Modules are placed at some z in the detector. Each module
may have as many hits as particles crossed by it, plus some noise to
make things interesting.

In [None]:
print(event.modules[0])

Visually, the data looks like this:

In [None]:
from visual.base import print_event_2d
%matplotlib inline

print_event_2d(event)
print_event_2d(event, y=1)

A tracking algorithm solution
----------------

A simplistic implementation runs through all sensors sequentially,
finding tracks by matching hits in a straight line.

In [None]:
from search_by_triplet_trie import search_by_triplet_trie
tracks = search_by_triplet_trie().solve(event)

print(len(tracks))
print(tracks[0])

Finally, we should validate these results, and we'll look
at three things:
    
*   Reconstruction Efficiency: The fraction of real particles we have reconstructed.
    > \# correctly reconstructed / \# real tracks

*   Clone Tracks: Tracks that are similar to other correctly reconstructed tracks.
    > \# clone tracks / \# correctly reconstructed

*   Fake Tracks: Tracks that are incorrect, either created by noise or by incorrectly reconstructing a track.
    > \# incorrectly reconstructed / \# all reconstructed

We will get the validation detailed for different kinds of particles.

In [None]:
import validator_lite as vl
vl.validate_print([json_data], [tracks])

And visually, we can see what our solution looks like:

In [None]:
print_event_2d(event, tracks=tracks)
print_event_2d(event, tracks=tracks, y=1)

Data analysis exercises
---------------

We will just try to understand how the data of the problem looks like. Produce a plot with:

* X axis: Module number
* Y axis: Number of hits in the module

Usually, algorithms start looking at data from the last module, because the number of hits is lower there. Is this true?
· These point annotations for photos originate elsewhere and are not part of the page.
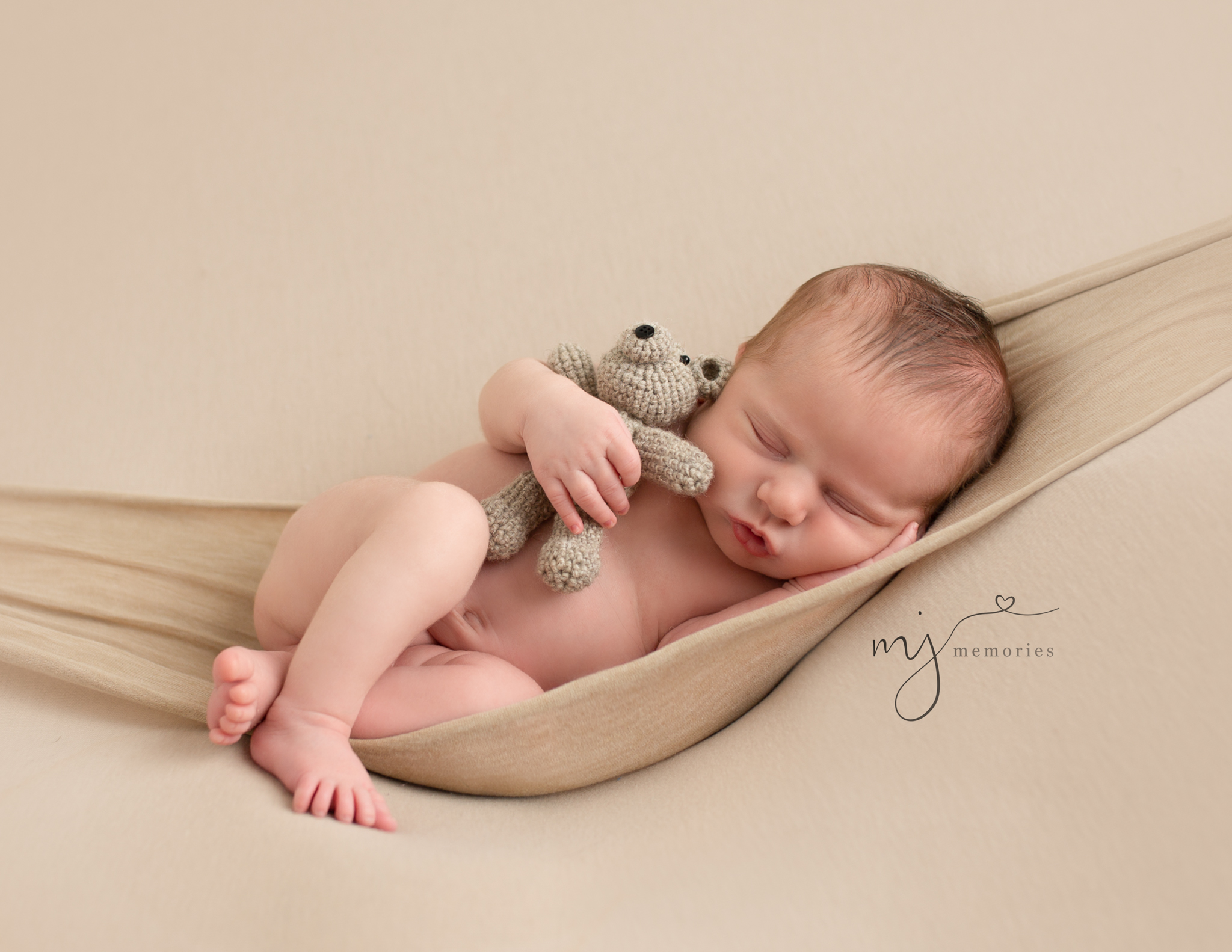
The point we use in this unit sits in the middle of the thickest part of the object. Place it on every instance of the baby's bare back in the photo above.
(659, 570)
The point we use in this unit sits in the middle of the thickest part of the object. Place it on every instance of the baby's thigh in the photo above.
(323, 535)
(430, 684)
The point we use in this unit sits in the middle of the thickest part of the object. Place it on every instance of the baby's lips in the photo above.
(751, 539)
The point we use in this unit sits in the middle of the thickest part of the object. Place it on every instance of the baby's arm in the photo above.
(578, 446)
(792, 586)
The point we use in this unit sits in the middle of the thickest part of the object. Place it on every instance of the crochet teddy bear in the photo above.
(654, 386)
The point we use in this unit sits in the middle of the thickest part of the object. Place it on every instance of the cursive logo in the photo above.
(1005, 604)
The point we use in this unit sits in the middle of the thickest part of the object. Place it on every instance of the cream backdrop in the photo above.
(250, 250)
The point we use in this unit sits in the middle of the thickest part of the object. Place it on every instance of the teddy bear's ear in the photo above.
(711, 373)
(572, 361)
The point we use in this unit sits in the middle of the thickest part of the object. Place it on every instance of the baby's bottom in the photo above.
(357, 577)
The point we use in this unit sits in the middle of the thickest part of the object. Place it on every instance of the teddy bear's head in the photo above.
(650, 377)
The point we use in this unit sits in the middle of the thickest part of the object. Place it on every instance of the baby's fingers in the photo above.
(626, 461)
(562, 503)
(592, 502)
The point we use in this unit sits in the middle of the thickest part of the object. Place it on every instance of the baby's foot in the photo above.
(245, 684)
(312, 755)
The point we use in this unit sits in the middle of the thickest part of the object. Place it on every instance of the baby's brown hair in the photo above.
(917, 337)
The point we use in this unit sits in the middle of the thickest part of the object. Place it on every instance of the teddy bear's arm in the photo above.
(670, 459)
(572, 361)
(514, 514)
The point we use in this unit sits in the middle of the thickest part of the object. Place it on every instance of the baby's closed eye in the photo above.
(768, 440)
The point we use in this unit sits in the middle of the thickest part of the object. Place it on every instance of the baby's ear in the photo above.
(712, 375)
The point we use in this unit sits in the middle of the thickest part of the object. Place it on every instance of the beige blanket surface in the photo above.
(136, 597)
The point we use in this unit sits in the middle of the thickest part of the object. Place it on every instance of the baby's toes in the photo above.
(365, 813)
(233, 664)
(344, 805)
(239, 714)
(323, 800)
(302, 799)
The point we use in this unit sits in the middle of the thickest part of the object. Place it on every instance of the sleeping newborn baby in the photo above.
(864, 405)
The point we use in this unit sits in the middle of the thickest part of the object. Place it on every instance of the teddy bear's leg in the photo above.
(514, 514)
(673, 462)
(567, 562)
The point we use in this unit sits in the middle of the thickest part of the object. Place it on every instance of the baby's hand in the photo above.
(899, 544)
(581, 452)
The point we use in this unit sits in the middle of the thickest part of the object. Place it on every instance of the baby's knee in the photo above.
(451, 514)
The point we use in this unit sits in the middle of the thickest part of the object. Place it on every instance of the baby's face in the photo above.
(815, 470)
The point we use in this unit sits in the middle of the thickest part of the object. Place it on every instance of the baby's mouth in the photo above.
(753, 542)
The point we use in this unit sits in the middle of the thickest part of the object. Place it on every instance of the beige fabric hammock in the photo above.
(135, 597)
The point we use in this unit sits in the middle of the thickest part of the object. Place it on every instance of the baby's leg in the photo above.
(431, 684)
(371, 564)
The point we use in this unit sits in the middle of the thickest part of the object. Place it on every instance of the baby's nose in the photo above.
(785, 500)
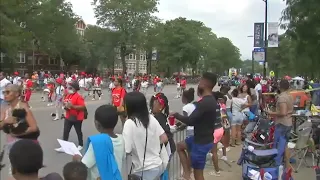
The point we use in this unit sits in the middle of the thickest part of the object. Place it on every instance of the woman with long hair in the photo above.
(17, 120)
(143, 135)
(182, 147)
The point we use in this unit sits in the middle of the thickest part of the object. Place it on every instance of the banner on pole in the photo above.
(258, 54)
(258, 35)
(273, 37)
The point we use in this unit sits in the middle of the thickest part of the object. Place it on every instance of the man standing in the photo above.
(204, 119)
(3, 83)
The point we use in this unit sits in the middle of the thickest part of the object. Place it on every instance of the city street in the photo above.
(51, 130)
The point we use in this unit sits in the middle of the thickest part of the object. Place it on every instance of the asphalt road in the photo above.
(51, 130)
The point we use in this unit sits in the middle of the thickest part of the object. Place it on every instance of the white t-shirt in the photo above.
(189, 108)
(90, 161)
(59, 90)
(134, 135)
(68, 80)
(144, 84)
(257, 89)
(16, 80)
(3, 83)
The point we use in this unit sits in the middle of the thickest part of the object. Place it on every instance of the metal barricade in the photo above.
(175, 168)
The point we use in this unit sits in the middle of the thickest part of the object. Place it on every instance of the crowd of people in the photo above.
(216, 117)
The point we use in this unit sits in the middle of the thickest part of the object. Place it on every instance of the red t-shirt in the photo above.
(77, 100)
(117, 95)
(29, 85)
(183, 83)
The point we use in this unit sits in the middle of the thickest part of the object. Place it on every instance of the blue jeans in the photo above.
(198, 153)
(281, 138)
(151, 174)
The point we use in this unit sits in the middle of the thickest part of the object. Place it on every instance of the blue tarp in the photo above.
(316, 94)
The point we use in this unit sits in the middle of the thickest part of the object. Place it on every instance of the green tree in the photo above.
(301, 19)
(129, 17)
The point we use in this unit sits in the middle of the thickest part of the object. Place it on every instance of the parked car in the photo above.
(224, 80)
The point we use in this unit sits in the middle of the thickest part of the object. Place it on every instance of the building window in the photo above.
(142, 57)
(21, 57)
(2, 56)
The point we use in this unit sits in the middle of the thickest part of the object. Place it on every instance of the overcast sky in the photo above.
(227, 18)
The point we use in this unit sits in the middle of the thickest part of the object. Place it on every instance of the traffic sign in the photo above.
(258, 50)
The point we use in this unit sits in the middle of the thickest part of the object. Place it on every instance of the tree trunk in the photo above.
(123, 50)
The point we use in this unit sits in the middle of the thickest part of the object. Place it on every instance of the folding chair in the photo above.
(302, 145)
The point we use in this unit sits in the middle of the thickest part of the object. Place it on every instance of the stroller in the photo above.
(258, 161)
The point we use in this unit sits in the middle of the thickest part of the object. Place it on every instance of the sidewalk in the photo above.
(235, 172)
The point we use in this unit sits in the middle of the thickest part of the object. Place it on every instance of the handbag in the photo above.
(134, 176)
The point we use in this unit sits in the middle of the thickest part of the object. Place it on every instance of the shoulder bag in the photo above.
(134, 176)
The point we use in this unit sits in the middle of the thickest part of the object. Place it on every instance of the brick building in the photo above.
(29, 61)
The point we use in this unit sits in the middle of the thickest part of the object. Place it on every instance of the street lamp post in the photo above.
(265, 38)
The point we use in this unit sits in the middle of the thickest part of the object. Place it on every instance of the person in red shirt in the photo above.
(76, 112)
(97, 87)
(183, 84)
(27, 89)
(50, 86)
(117, 96)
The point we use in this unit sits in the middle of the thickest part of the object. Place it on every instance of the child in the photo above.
(50, 87)
(160, 109)
(75, 171)
(218, 134)
(182, 149)
(105, 151)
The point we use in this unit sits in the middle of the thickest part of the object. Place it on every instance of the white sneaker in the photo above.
(224, 158)
(56, 119)
(59, 150)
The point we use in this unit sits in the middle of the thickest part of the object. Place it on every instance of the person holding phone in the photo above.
(75, 108)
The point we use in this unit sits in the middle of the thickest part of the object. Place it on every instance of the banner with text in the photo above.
(273, 39)
(258, 35)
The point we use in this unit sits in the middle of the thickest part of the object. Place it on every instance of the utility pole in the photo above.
(265, 38)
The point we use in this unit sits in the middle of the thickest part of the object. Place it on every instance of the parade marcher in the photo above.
(76, 112)
(27, 89)
(3, 83)
(17, 120)
(204, 119)
(143, 135)
(97, 82)
(59, 95)
(16, 78)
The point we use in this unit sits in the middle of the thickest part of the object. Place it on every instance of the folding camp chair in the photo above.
(302, 145)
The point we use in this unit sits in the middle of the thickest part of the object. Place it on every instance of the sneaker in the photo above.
(59, 150)
(214, 173)
(56, 119)
(224, 158)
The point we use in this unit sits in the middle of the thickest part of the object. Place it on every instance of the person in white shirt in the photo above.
(106, 118)
(144, 86)
(182, 149)
(159, 86)
(59, 93)
(3, 83)
(143, 135)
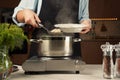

The technique used in the above solution, named "search_by_triplet_trie", finds triplets of hits in neighbouring modules on the same side. Odd modules are placed on the left, whereas even modules are placed on the right.

* Fetch all hits in a numpy array. Use a selector to iterate over the hits on modules on either side.
* Plot the number of pairs of hits in every consecutive pair of modules on the same side.
* Plot the number of triplets of hits in every consecutive triplet of modules on the same side.

"search_by_triplet_trie" obtains many tracks, aka collections of signals left in the detector by particles. We would like to know the goodness of these tracks:

* Iterate over the tracks from the solution. Print for every track hits its X, Y and Z coordinates.
* Create a means_squared_error method that gets a track as an input and calculates the MSE (https://en.wikipedia.org/wiki/Mean_squared_error) of a track.
* The above algorithm gets a high fake rate, and this is most likely due to tracks with a high MSE. Make a track filter to remove the bad tracks and pass that to the validator.